We'll end fishing at either 2pm or 3pm. It's supposed to be warm, but we'll take a vote that morning, and I'll make the final decision. 2pm will be 8 hours of fishing, so that will work with the rules of how long each tournament will be.


----------



## stickum (Jul 21, 2009)

not going to be able to make it


----------



## russ010 (Jul 22, 2009)

I went out to Carter's last night and fished 7pm-12am... 4 fish in the boat, 2 keepers that might have been a pound, but I'm figuring they were just shy. I broke off 2 on the hookset because of sorry line not holding my knots.

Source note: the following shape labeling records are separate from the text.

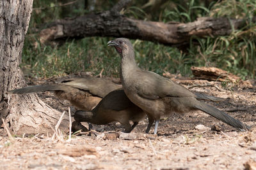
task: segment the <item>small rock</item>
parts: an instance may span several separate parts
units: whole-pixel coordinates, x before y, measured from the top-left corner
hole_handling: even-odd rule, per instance
[[[219,125],[214,125],[211,127],[211,130],[216,132],[220,132],[222,131],[221,127]]]
[[[195,127],[195,129],[200,131],[209,131],[210,130],[210,128],[208,127],[205,126],[204,125],[197,125],[196,127]]]
[[[253,160],[249,160],[244,164],[244,166],[246,170],[256,169],[256,162]]]

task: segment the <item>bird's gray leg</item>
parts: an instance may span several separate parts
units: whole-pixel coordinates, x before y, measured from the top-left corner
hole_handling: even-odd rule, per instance
[[[132,129],[131,130],[131,131],[132,131],[133,130],[133,129],[134,129],[134,127],[139,124],[139,122],[133,122],[133,125],[132,125]]]
[[[92,125],[91,123],[88,123],[89,124],[89,131],[91,131],[92,129]]]
[[[150,117],[148,115],[148,127],[147,127],[147,129],[146,129],[146,133],[147,133],[147,134],[149,132],[149,131],[150,130],[150,128],[154,123],[153,117]]]
[[[156,133],[157,132],[157,127],[159,124],[159,120],[156,120],[155,130],[154,131],[154,134],[156,134]]]

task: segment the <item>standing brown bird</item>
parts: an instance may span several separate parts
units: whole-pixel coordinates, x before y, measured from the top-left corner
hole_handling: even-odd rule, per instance
[[[134,51],[130,41],[117,38],[108,43],[113,46],[122,57],[120,78],[128,98],[148,115],[148,133],[156,120],[156,134],[161,117],[172,113],[184,113],[200,110],[239,129],[250,129],[239,120],[196,99],[196,95],[173,81],[148,71],[136,64]]]
[[[76,122],[97,125],[118,122],[125,128],[125,132],[130,132],[145,115],[140,108],[128,99],[124,90],[120,89],[108,94],[92,111],[77,111],[74,118]],[[134,123],[132,126],[130,120]]]
[[[63,80],[59,83],[27,87],[9,91],[22,94],[44,91],[54,91],[61,99],[69,101],[79,110],[92,110],[102,97],[110,92],[122,88],[112,81],[95,77],[77,77]]]

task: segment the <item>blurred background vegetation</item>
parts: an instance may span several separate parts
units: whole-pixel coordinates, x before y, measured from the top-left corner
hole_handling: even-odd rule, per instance
[[[47,78],[81,71],[118,76],[120,59],[107,43],[111,38],[89,37],[68,39],[63,45],[40,44],[37,34],[46,23],[109,10],[117,0],[36,0],[25,39],[20,65],[26,76]],[[123,11],[140,20],[189,22],[202,17],[246,18],[248,26],[230,36],[191,38],[187,49],[152,42],[132,40],[140,67],[162,74],[164,71],[191,76],[190,67],[213,66],[230,71],[243,79],[255,78],[256,16],[255,0],[134,0]],[[193,39],[193,41],[192,41]],[[196,43],[195,43],[196,41]],[[192,43],[193,42],[193,43]],[[37,45],[35,45],[36,43]]]

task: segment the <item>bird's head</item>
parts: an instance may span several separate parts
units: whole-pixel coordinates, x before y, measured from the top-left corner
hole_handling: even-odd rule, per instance
[[[128,39],[124,38],[119,38],[115,40],[108,41],[108,46],[113,46],[120,55],[127,53],[130,50],[133,50],[131,41]]]

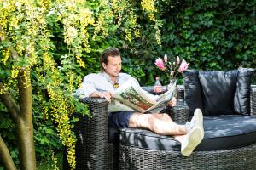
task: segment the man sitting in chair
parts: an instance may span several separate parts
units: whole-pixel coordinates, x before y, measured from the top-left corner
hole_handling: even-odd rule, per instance
[[[112,95],[119,86],[132,77],[120,72],[120,54],[119,50],[114,48],[103,51],[100,59],[102,71],[85,76],[81,87],[77,90],[77,94],[105,98],[111,102]],[[174,106],[176,99],[170,100],[167,105]],[[131,110],[109,112],[108,128],[143,128],[160,135],[173,136],[181,143],[181,153],[184,156],[190,155],[204,137],[203,117],[200,109],[195,110],[193,118],[185,125],[175,123],[166,113],[143,114]]]

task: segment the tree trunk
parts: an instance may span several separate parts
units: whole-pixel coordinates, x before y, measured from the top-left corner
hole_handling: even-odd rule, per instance
[[[33,139],[32,96],[29,68],[24,68],[18,76],[20,116],[17,117],[17,138],[20,169],[35,170],[36,156]]]
[[[0,163],[6,170],[16,170],[9,151],[0,136]]]

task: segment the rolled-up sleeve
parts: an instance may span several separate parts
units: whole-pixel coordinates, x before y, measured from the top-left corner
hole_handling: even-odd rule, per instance
[[[78,96],[90,97],[90,95],[96,92],[96,86],[93,82],[93,75],[88,75],[84,77],[81,87],[76,91]]]

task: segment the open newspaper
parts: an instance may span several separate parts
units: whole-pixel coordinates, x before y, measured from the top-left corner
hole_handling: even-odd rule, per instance
[[[115,91],[113,97],[123,103],[125,107],[128,106],[134,110],[142,113],[158,112],[166,106],[167,101],[172,99],[175,88],[176,82],[166,93],[155,96],[143,90],[135,79],[131,78]],[[126,108],[119,109],[126,110]]]

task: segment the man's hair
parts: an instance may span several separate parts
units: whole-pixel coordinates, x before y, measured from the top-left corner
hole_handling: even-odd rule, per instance
[[[119,56],[121,55],[120,51],[118,48],[109,48],[108,49],[105,49],[103,51],[103,53],[101,54],[101,66],[102,69],[104,70],[104,68],[102,67],[102,63],[105,63],[105,65],[108,65],[108,57],[112,56],[112,57],[116,57],[116,56]]]

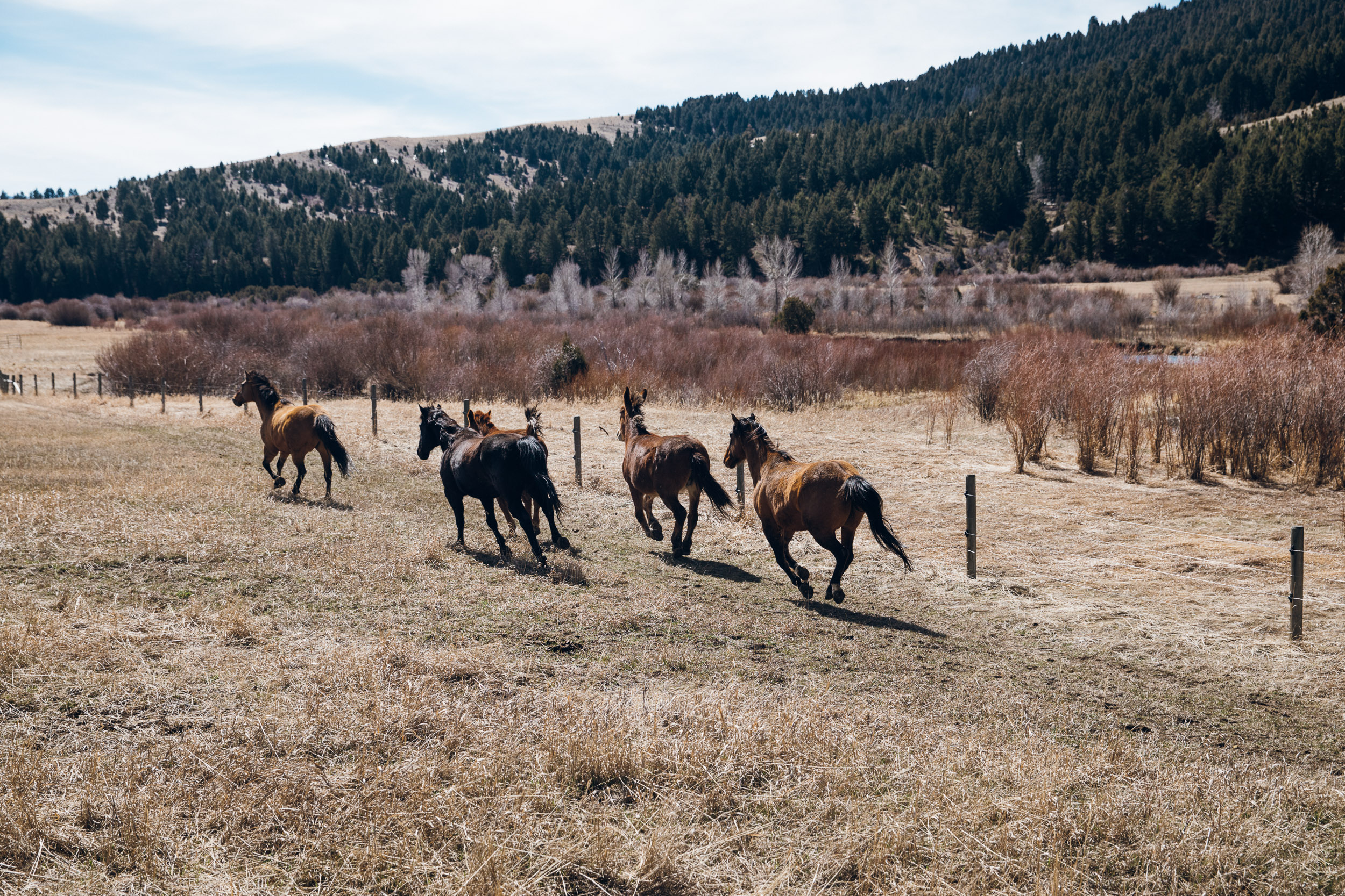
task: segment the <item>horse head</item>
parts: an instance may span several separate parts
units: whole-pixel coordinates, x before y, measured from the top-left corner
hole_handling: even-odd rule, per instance
[[[416,446],[416,455],[420,457],[420,459],[426,461],[429,459],[430,451],[436,447],[447,450],[453,435],[463,427],[445,414],[443,406],[440,404],[436,404],[434,407],[421,404],[420,410],[421,438],[420,445]]]
[[[616,430],[616,438],[624,442],[629,438],[632,426],[635,433],[644,433],[644,399],[648,396],[650,390],[640,392],[640,398],[633,398],[631,395],[631,387],[625,387],[625,395],[621,400],[621,418]]]
[[[753,439],[757,430],[765,434],[761,424],[756,422],[756,414],[751,416],[737,416],[729,414],[733,418],[733,429],[729,430],[729,447],[724,449],[724,466],[734,467],[748,457],[748,442]]]

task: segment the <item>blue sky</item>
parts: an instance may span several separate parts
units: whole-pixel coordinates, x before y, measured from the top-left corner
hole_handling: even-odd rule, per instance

The water level was up HIGH. If you know where that rock bluff wall is across the lake - well, you couldn't see any rock. I was pitching into trees... There is supposed to be a front coming through, with storms so hopefully fishing should be good Saturday morning. If you remember, these were the same conditions we had at our first tournament there - and the temps are going to be about the same. Water temp the last 3 times I've been have been 72-73*


----------



## russ010 (Jul 23, 2009)

fished again last night.. water level is still up - probably around 690 or so. I had 2, one decent and merky had 5 or 6 (I lost count). He had a few 14-15" fish. 

If the water level is high Saturday morning - it's going to be fun!


----------



## MerkyWaters (Jul 24, 2009)

Good luck to everyone on Sat. Looks like it is to be some good weather. 

I am going to predict Russ winning this one!!!!


----------



## lizard drager (Jul 25, 2009)

man,.......you put the jinx on him and kevin.please dont predict me and jeff ....aka team spot remover...... to win one.


----------



## russ010 (Jul 25, 2009)

haha... no worries man - if this were a night tournament maybe things would have been a little different (doubtful, but I would have been more confident). Levels at 6am this morning was 696 (I'm figuring that is full pool)

Congrats to Dale (lizard drager) and Jeff on the win - y'all showed us all out with 4 of the 11 fish weighed in..

I'm working on the website and putting in all of the results now, so give me about 30min - 1 hour and I'll have it posted. I'll reply here when it's done.

Had a great time with my 0 fish caught - thanks to Kevin for joining me on the trip... I really needed it today!


----------



## russ010 (Jul 25, 2009)

Website has been updated. Be sure to read the bottom material on the Point Standings page - it includes information for the Classic. Don't forget you have to fish atleast 5 regular season tournaments to be eligible for the Classic.

Dale - you and Jeff received over 15pts today moving you even closer to the top.

4th and 5th place are still up for grabs - 3 teams are currently fighting for 5th place - the last 3 tournaments will be the decision maker.

Carters ReReg Results - http://www.bassanglersofnorthgeorgia.com/carters72509.html

Point Standings - http://www.bassanglersofnorthgeorgia.com/pointstandings.html


----------